Posted by: Kevin | February 20, 2008

1 Billion Earths?

Saw this on the Bad Astonomy blog and I wanted to repost it.

A new study using the Spitzer Space Telescope has revealed that planets like Earth may be common!

To summarize BA’s summary, the Spitzer telescope looked at over 300 sun-like stars in the Milky Way and found that many had dust and debris rings in an orbit that roughly corresponds to the Earth’s.  They found that the older the star, the less of a debris cloud was observed.  This would be consistent with the debris slowly consolidating to form a planet over the course of a few hundred million years. 

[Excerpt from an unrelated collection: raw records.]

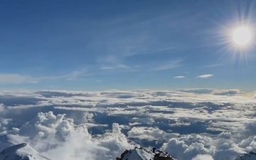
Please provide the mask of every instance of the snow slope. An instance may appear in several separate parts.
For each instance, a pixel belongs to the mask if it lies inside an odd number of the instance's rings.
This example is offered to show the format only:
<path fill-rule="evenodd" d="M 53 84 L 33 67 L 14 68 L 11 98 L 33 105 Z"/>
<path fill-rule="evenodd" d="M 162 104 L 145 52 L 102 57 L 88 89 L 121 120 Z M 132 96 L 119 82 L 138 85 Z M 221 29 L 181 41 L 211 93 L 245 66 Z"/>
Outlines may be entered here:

 Taking the low end of their range, 10% of sun-like stars had these debris rings.  10% of the stars in the galaxy are sun-like, meaning 1% of the stars in the galaxy could harbor an earthlike planet.  1% doesn’t sound like a lot, but there are 100 billion stars in the Milky Way.  Statistically, it would seem like a certainty that there are quite a few “other Earths” out there.  If there are a billion planets in the “goldilocks’ ordit (not too hot, not too cold) around their star, then some small percentage would likely have the other characterists that define the Earth (large moon, water, plate techtonics, etc.)  Somebody needs to get working on foldspace or the warp drive stat.  After all what good is finding these planets if we cant  visit?